In direkter Linie mit Präsident und Bildungsministerium versuchte die Capes außerdem, in der internationalen Kooperation eine Beschränkung auf die MINT-Fächer durchzusetzen. Aufgrund der vorangegangenen Äußerungen des Präsidenten weigerten sich verschiedenen Länder, darunter Norwegen und Deutschland, auf diese Weise indirekt die "Entideologisierung" der brasilianischen Hochschulen abzusegnen. Mit Erfolg: In den gemeinsamen Programmen werden auch weiterhin die Geistes- und Gesellschaftswissenschaften neben allen anderen wissenschaftlichen Fächern gefördert.

Abkehr von Quotenregelung

Wenn man die Entwicklungen der letzten zwei Monate zusammennimmt, deuten jetzt alle Zeichen darauf hin, dass die Regierung Bolsonaro die Hochschulen nicht nur "entideologisieren", sondern wie schon die Vorgängerregierung, die Universitäten auch schrumpfen will. Längerfristig sollen die Universitäten wieder einer "intellektuellen Elite" vorbehalten sein. Diese Politik zeigt jetzt schon Wirkung: An der Hochschulzugangsprüfung ENEM 2019 nahmen 2,3 Millionen Schulabgänger weniger teil als 2016, wo ein Höchststand mit 8,3 Milionen Studienwilligen erreicht wurde.

"Die Universitäten sollen längerfristig wieder einer 'intellektuellen Elite' vorbehalten sein."

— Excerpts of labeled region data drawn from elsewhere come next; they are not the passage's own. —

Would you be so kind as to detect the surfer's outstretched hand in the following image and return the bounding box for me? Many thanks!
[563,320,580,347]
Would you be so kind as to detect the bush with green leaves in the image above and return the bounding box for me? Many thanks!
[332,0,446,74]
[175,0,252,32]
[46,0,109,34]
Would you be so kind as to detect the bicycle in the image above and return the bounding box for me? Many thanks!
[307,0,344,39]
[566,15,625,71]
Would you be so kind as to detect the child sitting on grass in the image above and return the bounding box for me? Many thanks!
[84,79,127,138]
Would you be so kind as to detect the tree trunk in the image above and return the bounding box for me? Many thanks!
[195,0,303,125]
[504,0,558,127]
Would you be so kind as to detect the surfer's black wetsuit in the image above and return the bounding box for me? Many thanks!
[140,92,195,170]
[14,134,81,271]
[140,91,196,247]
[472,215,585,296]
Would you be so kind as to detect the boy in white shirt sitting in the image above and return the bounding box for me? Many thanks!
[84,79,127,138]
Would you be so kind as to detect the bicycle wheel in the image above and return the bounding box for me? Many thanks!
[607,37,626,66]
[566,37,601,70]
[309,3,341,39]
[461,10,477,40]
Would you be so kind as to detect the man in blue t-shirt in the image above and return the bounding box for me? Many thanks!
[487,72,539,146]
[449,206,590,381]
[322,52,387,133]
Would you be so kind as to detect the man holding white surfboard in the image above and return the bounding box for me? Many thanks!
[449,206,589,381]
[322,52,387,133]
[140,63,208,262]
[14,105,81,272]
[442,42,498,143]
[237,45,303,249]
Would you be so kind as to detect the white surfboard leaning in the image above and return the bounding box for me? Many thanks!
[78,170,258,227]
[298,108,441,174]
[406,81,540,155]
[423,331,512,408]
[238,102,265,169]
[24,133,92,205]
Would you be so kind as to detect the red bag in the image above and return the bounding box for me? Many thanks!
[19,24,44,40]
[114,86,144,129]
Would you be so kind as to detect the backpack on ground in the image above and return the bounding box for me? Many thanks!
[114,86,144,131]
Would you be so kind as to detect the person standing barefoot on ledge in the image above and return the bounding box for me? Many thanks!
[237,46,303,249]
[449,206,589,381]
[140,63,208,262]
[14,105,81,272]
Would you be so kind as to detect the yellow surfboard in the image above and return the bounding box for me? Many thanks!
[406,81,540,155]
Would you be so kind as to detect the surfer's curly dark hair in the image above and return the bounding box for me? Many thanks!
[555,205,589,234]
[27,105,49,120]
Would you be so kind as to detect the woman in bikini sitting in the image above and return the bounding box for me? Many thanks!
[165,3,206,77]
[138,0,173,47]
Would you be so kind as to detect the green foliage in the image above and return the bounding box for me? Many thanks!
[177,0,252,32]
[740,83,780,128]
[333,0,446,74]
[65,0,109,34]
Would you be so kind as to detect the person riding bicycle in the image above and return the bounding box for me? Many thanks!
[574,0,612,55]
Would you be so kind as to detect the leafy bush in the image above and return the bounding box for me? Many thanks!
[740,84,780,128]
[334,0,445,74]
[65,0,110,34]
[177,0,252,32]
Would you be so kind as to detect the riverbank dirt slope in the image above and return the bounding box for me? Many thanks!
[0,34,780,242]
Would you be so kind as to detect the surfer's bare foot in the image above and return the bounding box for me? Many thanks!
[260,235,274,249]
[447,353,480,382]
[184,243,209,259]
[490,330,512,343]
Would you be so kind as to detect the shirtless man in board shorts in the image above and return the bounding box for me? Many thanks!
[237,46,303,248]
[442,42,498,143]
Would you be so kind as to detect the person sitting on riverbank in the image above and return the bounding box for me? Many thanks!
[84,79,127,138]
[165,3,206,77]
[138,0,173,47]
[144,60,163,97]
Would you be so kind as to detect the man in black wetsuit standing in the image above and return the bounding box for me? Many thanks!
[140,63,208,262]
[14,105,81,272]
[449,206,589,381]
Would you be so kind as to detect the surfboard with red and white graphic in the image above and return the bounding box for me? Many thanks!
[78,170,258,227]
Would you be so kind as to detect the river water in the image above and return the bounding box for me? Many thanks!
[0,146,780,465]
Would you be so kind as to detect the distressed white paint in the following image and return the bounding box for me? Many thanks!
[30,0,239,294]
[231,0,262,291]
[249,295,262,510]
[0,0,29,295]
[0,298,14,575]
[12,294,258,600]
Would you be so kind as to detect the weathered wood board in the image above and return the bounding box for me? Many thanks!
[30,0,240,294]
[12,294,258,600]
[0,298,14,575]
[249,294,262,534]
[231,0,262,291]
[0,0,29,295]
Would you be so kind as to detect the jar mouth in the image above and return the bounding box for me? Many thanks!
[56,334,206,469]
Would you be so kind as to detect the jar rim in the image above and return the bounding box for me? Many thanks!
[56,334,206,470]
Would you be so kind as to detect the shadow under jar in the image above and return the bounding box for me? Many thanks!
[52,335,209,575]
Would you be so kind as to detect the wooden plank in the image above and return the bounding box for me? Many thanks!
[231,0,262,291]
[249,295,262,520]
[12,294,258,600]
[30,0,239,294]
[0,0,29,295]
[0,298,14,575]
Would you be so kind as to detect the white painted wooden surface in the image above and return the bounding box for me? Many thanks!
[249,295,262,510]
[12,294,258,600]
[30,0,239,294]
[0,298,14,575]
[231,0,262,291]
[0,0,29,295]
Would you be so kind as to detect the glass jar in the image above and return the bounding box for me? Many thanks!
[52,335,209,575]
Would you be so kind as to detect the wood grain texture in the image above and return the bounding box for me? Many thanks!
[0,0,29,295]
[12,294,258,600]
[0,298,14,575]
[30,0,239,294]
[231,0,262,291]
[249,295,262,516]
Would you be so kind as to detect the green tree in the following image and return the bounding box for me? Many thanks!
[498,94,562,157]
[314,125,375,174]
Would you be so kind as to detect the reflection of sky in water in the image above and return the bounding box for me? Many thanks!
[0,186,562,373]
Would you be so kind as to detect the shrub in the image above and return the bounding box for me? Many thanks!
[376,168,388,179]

Da seither die staatlichen Studienkredite für bedürftige Studierende massiv gekürzt wurden, zeigt dieser Rückgang vor allem, dass schwarzen und anderen Sekundarschulabgängern aus ärmeren, bildungsfernen Schichten von vorne herein die Möglichkeit genommen werden soll, aus einem unterfinanzierten, schlechten öffentlichen Schulwesen in eine gute öffentliche Hochschule zu wechseln. Eine Quotenregel, die ab 2012 an allen Universitäten Pflicht war, und ein leichter Zugang zu Studienkrediten hatten dies einige Jahre lang möglich gemacht.

Wie störanfällig der durch die Quotenregelung an den Universitäten angestoßene Inklusionsprozess ist, zeigte sich 2017 an der Staatlichen Universität Rio de Janeiro (UERJ). Sie konnte wegen der Finanzkrise ein Jahr lang keinen Unterricht anbieten. Im folgenden Studienjahr fanden nur 40 Prozent der früheren Studierenden den Weg zurück.

Internationalisierungsprozess auf Eis

Große Auf- und Abs gehören zu Brasilien, dem Land, das von 2011 bis 2016 in dem Mobilitätsprogramm "Science without Borders" (SwB), fast 100.000 Brasilianer ins Ausland brachte und damit für wenige Jahre als Shooting Star auf dem internationalen Hochschulmarkt gehandelt wurde. Nach Deutschland kamen in dieser Zeit 6.500 Stipendiaten. 315 neue Abkommen zwischen deutschen und brasilianischen Hochschulen wurden geschlossen und warten nach dem Zusammenbruch des Programms 2016 schon viel zu lange auf eine konkrete Umsetzung.

Mittlerweile haben sich die meisten der damals neugewonnenen Partner enttäuscht zurückgezogen. Eine Aussicht auf Besserung der Situation scheint derzeit nicht in Sicht. Bleibt zu hoffen, dass die alten, bereits mit Leben gefüllten Kooperationen, und davon gibt es etliche, trotz aller Widerstände fortbestehen. Wie sagt doch das Sprichwort: "Brasilien ist nichts für Anfänger".